# Tap guide for the lathe



## 8ntsane (Feb 23, 2012)

This tap guide was a 5.00 buck spring loaded punch. Fits the 1/2 drill chuck, and works great as a spring loaded tap guide,,and its cheap!







Shown in my lathes tailstocks 3-inch chuck, but fits fine in a 1/2 drill chuck.
Just another low buck tool that comes in handy. You guys might allready have one in your tool box, but havnt thought about using it this way  

Paul


----------



## Hawkeye (Feb 23, 2012)

Paul, that's a great idea. I don't have any taps with countersinks on the end. They all have 60* points instead. But if I need a spring centre, that will work quite well.


----------



## Tom Griffin (Feb 23, 2012)

We'll have to start calling you Mr. Gadget around here. Another great shop tip.

Tom


----------



## 8ntsane (Feb 23, 2012)

TLGriff said:


> We'll have to start calling you Mr. Gadget around here. Another great shop tip.
> 
> Tom



Well Maybe Im getting lazy in my old age, 
But if you can use another tool , to do the same job, Ill usually take the easy route out. Even when I do make parts, I try to make the min amount of pieces possible. I like the simple approch. 

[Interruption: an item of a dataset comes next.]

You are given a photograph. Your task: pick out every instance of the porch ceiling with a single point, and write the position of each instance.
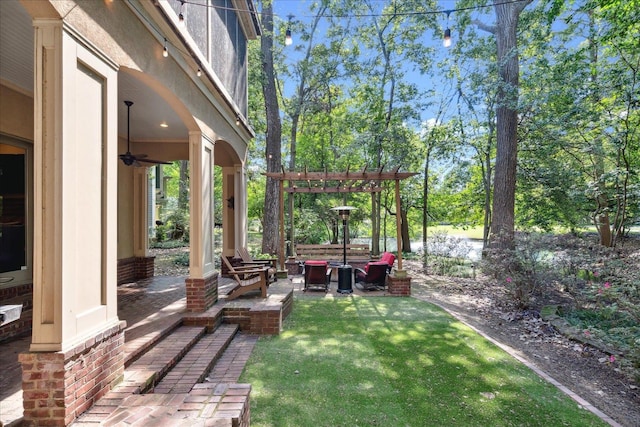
(16, 69)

I hope some of these tips help the less experianced machinist.

Paul


----------



## 8ntsane (Feb 23, 2012)

Hawkeye said:


> Paul, that's a great idea. I don't have any taps with countersinks on the end. They all have 60* points instead. But if I need a spring centre, that will work quite well.



Hawkeye

Just make up a small spud , to slip over the end of the tool. Drill a dimple in the end for the point of your tap. I have many taps like that too. The same tool then covers both types of tap ends.

Paul


----------



## bcall2043 (Feb 24, 2012)

8ntsane said:


> Well Maybe Im getting lazy in my old age,
> But if you can use another tool , to do the same job,
> Paul



Paul,

Another great idea. I like the way you multitask your tools.

Benny


----------



## arvidj (Feb 25, 2012)

*Pleading complete ignorance ...*

... and will show it by asking "whe, why and how do you use a 'tap guide'?"


----------



## Redirish (Feb 25, 2012)

*Tap guide*

Place the tap guide in the tailstock chuck, put the tap in position in the drilled hole in the work piece, extend the tailstock spindle to compress the spring in the tap guide. Then, as you turn the tap the tap guide follows the tap, keeping it straight.


----------